Lynnette's phone buzzed. It was Garikai, apparently calling her from inside a closet. The update he gave her was both comically fun and seriously disturbing. It gelled with the information she had managed to get in the past few hours. She ordered him to get out of there and keep the vice president safe. When she left the State House and returned to Muzinda, she activated Protocol 13 and gave short, clear and precise instructions to her trusted agents and officers.

The outcome of it was that she received confirmation that her organisation was involved in the treason plot. Senior agents and officers were proved to have received and made unauthorised phone calls, sent classified information to members of the administration, met with said persons and received suspicious amounts of money via intermediaries. The irony of it was that, barely two weeks earlier, most of these officers had worked hard to limit the damage to national security after the former director had sold out to a Botswana based cabal. Now they were a danger to the same nation's security.

This emergency journey to Belvedere was born out a frantic call from Max, who had been following through some leads. Lynnette had just finished changing into a casual outfit of black jeans and loose top when the call came.

"I found something!" Max's voice was hushed and urgent. "A house, Belvedere, BD998. You have to see this, it's Mrs Merikas...oh, crap..."

There was the sound of a gunshot, and on that suspenseful note, the call ended.
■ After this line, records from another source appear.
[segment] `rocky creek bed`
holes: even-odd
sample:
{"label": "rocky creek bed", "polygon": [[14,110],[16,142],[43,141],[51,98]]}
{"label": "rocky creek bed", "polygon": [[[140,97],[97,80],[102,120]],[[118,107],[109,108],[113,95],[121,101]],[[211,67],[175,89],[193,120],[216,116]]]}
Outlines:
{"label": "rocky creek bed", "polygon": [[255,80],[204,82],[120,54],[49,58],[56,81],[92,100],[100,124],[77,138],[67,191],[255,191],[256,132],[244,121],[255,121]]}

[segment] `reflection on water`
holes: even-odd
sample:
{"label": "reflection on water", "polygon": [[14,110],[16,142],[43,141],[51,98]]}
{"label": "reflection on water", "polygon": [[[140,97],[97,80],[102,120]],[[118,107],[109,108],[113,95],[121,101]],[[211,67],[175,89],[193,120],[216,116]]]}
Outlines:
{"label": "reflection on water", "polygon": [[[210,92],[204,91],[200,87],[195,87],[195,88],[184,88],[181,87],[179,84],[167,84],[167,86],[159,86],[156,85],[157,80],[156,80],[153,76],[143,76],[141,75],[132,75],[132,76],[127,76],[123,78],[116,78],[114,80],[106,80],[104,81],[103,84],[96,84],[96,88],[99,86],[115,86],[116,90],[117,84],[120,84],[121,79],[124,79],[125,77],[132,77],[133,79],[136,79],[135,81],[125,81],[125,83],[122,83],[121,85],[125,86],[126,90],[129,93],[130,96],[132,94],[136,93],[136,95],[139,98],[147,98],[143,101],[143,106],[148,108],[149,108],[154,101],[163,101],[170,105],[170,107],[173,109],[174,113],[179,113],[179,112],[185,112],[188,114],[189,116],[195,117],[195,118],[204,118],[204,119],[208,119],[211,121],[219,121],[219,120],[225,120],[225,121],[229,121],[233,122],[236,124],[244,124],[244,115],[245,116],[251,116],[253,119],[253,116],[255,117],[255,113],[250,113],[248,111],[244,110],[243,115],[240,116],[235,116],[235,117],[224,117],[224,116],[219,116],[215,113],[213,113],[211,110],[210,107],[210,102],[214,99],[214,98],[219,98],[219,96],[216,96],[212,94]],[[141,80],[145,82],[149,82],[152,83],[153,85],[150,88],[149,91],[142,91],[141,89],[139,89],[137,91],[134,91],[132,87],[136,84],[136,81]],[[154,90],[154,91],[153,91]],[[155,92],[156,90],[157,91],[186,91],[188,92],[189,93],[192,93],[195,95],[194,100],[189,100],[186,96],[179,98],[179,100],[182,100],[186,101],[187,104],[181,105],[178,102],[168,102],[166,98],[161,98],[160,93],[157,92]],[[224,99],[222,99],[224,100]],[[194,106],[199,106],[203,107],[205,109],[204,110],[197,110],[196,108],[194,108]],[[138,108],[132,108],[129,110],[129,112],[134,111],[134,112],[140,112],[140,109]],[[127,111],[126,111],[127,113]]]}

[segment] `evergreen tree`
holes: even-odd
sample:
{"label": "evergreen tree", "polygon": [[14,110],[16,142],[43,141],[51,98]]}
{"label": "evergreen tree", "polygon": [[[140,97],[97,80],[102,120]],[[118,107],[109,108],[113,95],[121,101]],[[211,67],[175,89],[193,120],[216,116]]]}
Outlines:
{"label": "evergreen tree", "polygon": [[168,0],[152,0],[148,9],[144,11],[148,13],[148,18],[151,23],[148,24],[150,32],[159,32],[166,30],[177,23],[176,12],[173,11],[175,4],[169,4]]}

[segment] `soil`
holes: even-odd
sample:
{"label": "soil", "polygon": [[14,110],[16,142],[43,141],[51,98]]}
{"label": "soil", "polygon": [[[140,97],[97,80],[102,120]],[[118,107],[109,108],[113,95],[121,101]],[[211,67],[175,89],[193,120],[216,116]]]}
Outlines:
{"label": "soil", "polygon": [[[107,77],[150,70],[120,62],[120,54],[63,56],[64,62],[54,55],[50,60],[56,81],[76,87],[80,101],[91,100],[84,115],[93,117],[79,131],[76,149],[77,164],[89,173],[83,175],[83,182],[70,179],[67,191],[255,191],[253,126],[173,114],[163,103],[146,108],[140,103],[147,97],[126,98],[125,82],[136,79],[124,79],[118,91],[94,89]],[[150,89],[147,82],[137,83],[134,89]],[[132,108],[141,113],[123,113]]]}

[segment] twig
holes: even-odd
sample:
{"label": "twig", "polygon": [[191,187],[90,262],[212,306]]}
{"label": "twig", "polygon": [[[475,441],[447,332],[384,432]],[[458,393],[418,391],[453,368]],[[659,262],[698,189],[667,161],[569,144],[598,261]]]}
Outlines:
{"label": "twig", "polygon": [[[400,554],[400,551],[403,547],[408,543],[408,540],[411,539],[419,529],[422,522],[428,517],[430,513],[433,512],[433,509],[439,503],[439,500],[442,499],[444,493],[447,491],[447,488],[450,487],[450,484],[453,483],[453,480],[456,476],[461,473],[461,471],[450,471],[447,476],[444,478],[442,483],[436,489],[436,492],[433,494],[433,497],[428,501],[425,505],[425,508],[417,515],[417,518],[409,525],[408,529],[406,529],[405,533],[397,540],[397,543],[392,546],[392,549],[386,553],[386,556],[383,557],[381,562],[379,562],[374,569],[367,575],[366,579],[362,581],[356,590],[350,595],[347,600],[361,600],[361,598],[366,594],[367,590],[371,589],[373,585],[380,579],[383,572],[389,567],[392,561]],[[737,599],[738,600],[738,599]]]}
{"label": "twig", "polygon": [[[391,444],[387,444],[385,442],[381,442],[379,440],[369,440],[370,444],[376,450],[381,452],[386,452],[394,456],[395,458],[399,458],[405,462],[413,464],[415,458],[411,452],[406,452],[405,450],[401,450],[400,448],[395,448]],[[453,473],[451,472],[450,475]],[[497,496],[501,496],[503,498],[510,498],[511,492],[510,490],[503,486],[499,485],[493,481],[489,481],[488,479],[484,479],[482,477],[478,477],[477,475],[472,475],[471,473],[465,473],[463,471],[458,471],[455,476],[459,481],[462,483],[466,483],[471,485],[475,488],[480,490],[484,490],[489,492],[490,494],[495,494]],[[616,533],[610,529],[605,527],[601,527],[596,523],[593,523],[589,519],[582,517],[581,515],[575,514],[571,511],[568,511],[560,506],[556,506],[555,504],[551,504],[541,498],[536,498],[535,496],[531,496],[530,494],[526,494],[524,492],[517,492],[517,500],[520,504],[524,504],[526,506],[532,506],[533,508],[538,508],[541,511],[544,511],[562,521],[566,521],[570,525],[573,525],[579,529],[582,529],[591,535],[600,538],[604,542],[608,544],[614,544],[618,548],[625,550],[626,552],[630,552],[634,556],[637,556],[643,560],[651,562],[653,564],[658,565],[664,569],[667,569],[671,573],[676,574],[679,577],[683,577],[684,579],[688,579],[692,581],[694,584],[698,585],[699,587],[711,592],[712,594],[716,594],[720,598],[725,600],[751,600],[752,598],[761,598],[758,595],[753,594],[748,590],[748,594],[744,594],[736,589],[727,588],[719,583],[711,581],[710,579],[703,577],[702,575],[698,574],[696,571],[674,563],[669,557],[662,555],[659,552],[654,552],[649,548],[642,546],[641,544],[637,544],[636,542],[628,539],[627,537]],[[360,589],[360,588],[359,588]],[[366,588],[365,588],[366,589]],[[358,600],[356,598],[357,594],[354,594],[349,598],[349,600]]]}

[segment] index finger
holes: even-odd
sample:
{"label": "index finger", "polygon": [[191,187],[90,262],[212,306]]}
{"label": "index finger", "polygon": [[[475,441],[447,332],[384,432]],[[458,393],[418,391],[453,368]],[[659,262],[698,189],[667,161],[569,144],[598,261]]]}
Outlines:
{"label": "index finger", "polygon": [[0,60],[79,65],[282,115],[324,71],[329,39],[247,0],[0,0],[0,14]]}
They were now driving along Bonga Drive, in Belvedere. It was cheerfully lit by the solar powered street lamps, and Lynnette could see the modern and almost uniformly designed houses inside their walled and gated five hundred square metre stands.  The walls were nearly always topped by razor or electric wire, while the gates were the metal sliding kind, protecting the single storey houses with red roof tiles. A quiet and peaceful neighbourhood, said to house more mixed race citizen than any other suburb in the country.